Automation and my love/hate for Puppet

Hi

This might be completely of topic but have to vent some frustration:

With the end of Centos 7 next, year I have been looking at moving my Asterisk PBX software to Rocky Linux while also trying to keep on trend with the new automation software like Puppet, Ansible and so forth. I decided to look at using a Puppet Master with client VM and on site servers as agent.
So I had to start learning to code puppet manifests and modules and things were going well.

My current Asterisk PBX software is currently installing all the packages and compiling the Asterisk software from a kickstart file. So should be simple enough, replicate what the kickstart is doing in a Puppet module.

  1. Install the packages required. Done with Puppet
  2. Install group packages. Done with Puppet forge yum module
  3. Change selinux - Done with Puppet forge selinux module
  4. Sync file from Master server (Multiple files so let look at rsync)
    • This is were my first issue came up. I was oky, let use the Puppet rsync forge module and I just could not get it working. So I looked at the Puppet rsync module source code and found that basically it’s going a Puppet Exec and running a rsync command. Now I am already like but I can do this using a rsync deamon on the master
  5. Scrapped the Puppet rsync module and created my own module to just run a rsync exec command. Next problem, I need to enter a password or use SSH key. So SSH key created and it’s copied from the Puppet master using Puppet file resource.
  6. Compile the Asterisk PBX software using a bash script. Again using the Puppet exec command but i don’t want the bash script to execute every time puppet agent run, so we create a lock file to check if it exist and then execute won’t run.

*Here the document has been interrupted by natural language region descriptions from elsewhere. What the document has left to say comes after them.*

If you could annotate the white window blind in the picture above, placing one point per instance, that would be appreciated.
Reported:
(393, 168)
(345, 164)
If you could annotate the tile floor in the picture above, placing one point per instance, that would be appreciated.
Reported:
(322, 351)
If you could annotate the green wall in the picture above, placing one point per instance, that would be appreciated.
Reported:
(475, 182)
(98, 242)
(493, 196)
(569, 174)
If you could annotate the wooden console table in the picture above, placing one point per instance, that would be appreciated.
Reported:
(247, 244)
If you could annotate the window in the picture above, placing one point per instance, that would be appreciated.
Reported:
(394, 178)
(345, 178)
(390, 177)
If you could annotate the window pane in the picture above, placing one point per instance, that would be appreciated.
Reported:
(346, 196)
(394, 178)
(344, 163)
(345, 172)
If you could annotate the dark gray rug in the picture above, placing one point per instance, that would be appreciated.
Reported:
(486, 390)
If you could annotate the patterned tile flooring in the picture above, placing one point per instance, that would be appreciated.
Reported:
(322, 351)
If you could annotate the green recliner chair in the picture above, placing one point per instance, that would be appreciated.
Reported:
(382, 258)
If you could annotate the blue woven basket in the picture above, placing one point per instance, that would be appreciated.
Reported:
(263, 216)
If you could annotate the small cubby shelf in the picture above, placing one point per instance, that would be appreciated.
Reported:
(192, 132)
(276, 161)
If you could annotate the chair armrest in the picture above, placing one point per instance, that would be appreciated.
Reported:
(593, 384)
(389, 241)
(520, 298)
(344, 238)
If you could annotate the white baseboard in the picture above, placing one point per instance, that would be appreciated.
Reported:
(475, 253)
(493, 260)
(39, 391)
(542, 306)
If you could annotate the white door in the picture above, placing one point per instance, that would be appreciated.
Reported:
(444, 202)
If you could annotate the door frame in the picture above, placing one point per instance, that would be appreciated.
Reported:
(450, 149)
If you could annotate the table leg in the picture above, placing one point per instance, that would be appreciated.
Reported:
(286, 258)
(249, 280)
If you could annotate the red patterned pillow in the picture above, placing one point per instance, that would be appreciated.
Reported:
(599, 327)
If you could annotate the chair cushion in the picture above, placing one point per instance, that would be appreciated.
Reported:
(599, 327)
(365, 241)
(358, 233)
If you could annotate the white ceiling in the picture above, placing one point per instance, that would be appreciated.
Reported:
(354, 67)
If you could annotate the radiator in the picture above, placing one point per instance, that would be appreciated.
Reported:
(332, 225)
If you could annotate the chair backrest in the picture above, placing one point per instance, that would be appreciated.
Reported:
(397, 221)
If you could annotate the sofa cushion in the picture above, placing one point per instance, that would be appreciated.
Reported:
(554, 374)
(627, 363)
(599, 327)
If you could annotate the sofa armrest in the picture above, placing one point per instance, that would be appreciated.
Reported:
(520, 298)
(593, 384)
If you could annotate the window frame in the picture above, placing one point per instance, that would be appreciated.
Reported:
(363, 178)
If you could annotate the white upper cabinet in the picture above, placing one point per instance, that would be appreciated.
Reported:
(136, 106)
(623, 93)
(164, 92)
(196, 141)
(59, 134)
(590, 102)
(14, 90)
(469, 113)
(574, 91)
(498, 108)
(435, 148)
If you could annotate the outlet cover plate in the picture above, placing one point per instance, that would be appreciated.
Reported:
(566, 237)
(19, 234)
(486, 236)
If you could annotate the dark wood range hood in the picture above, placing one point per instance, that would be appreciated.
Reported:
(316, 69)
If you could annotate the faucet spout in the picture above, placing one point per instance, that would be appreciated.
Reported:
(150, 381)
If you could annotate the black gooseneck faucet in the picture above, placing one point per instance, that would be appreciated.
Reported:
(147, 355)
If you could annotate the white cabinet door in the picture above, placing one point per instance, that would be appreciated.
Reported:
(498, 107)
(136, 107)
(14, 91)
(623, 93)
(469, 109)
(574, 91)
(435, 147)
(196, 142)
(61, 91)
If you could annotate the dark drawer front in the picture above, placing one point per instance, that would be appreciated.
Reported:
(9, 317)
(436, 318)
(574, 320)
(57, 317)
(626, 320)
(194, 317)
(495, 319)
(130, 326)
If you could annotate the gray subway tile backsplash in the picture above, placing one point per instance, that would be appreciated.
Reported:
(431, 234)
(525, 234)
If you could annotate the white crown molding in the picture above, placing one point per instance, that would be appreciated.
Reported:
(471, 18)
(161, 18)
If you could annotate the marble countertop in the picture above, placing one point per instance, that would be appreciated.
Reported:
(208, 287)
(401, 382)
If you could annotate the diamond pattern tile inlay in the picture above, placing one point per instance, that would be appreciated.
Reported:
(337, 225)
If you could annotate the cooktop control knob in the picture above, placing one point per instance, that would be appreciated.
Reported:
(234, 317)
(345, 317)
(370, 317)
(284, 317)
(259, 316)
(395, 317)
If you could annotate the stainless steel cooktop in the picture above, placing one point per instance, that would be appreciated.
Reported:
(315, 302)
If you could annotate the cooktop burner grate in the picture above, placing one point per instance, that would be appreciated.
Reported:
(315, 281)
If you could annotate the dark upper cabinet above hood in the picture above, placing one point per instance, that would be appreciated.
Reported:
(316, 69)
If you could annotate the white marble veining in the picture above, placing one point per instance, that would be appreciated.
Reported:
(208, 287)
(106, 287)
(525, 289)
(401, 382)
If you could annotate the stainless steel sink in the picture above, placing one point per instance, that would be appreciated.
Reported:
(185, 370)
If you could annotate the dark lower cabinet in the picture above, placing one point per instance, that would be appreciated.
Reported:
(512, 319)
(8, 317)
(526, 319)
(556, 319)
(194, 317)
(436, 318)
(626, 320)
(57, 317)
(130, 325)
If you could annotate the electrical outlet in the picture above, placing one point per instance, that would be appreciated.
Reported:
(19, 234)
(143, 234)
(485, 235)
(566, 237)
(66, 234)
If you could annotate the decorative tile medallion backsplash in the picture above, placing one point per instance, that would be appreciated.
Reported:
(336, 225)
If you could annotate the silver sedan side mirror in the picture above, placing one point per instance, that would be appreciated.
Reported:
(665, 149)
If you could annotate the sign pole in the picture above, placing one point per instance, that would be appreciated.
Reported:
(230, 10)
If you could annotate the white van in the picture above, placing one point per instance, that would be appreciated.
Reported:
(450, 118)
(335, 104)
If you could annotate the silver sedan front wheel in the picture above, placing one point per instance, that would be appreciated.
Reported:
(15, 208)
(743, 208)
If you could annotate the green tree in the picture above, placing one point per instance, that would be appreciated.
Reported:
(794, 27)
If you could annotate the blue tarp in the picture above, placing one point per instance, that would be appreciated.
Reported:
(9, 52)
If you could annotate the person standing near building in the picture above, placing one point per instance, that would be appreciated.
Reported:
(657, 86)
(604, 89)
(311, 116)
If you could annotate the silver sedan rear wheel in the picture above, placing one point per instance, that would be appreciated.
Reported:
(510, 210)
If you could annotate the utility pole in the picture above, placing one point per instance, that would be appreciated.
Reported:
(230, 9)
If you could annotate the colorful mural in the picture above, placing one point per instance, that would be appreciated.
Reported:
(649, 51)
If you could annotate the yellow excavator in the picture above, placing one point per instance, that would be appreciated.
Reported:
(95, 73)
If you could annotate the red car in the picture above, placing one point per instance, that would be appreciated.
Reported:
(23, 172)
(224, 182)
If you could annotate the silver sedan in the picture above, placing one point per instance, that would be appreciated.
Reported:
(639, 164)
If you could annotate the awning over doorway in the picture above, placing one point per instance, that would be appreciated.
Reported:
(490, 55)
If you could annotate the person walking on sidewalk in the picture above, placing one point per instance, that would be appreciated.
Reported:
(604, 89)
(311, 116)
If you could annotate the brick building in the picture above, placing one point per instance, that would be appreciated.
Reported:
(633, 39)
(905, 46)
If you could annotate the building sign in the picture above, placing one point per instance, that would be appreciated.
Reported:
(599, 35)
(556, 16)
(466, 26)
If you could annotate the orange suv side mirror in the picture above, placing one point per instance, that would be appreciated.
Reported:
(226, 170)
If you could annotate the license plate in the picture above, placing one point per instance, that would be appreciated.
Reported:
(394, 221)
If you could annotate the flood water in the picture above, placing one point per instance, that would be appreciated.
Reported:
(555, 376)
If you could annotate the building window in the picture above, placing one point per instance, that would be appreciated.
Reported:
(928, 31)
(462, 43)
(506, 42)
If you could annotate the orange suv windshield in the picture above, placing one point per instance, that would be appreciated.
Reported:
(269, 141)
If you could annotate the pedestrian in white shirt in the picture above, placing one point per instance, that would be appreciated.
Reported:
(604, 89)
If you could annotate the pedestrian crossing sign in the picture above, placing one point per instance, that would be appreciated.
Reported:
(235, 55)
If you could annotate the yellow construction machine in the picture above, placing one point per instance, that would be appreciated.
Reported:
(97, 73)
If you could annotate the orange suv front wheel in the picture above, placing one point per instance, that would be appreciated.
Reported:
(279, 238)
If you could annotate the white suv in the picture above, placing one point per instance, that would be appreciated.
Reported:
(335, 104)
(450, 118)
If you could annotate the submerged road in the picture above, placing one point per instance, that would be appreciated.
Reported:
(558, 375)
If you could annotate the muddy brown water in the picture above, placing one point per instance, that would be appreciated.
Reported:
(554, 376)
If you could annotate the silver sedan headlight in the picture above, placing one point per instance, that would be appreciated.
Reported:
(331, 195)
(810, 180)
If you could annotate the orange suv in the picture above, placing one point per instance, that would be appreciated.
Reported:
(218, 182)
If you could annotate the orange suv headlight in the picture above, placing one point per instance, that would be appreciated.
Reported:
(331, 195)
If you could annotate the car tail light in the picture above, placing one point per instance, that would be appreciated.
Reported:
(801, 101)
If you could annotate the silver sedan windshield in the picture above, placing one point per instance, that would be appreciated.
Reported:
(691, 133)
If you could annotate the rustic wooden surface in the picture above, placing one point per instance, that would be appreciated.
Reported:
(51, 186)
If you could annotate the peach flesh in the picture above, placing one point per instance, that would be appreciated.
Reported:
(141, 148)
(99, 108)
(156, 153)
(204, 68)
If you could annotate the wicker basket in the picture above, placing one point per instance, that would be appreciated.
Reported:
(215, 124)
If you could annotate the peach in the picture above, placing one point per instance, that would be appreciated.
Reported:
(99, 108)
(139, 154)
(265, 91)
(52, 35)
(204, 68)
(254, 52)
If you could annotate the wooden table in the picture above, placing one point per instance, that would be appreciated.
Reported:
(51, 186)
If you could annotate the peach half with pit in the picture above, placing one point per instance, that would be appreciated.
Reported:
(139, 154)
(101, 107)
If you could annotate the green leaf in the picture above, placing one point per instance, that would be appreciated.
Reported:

Basically we are done. Puppet does what my kickstart is doing. However now I need a kickstart to install the Puppet agent and setup it’s config file. Again I ask why did I even bother with Puppet

  1. So the kickstart file is created. I install the Puppet agent and I create a config file

So at the end of the day. I went through all of this just to back using a kickstart file. So I was like, did I just do all of this for nothing. I could just as well have stayed with my original kickstart file and bash scripts that monitors for file changes and new packages.
I then realized maybe not all cloud platforms support VM installing using a kickstart file, since I have always really only worked with KVM. My company is currently using Hyper-V and kickstart files works. I then asked a Azure friend and if I understand him correctly I can’t specify kickstart for an azure VM.

So maybe at the end of the day it might have been a good thing.

For comparison, Ansible is not fond of copying a tree of files either.

In grid computing or “IO nodes” of HPC cluster (local SSD in them) an “optimization” is to copy one tarball to destination and extract it there. That probably lacks the “are we there yet?” idempotency that Puppet/Ansible are nice about.

Ansible has no agents/daemons. The process in controlhost connects (ssh) to managed hosts and executes (python) in them. Hence only one host needs the Ansible packages.

I’ve used libvirt/KVM, opennebula, and openstack. On the first PXE boot of the installer with optional kickstart – usually just “Minimal install” packages and drop in ssh key for Ansible to connect and do the rest.

Openstack had images – I could upload Rocky cloud image there – and some initial config via cloud-init. After that Ansible again. (IIRC, nebula was similar.)


IIRC, when Red Hat made the announcement, they did mention that Facebook was already making use of CentOS Stream (as it was back then) with Puppet. Hence Puppet ought to have what it takes (or FB has secret magic of their own).

Thanks.
Let me ask this, why even need any of automation if a bash script and cron can do almost all of this as well?
I will do some more reading and ask GhatGPT as well.

is automation too. For example, the Ansible is “just” a Python script.

A difference is that somebody else, (smarter?), wrote the Ansible/Puppet scripts and maintains them too; we only have to supply appropriate variables. With scripts that we write ourself, every bug is our own doing.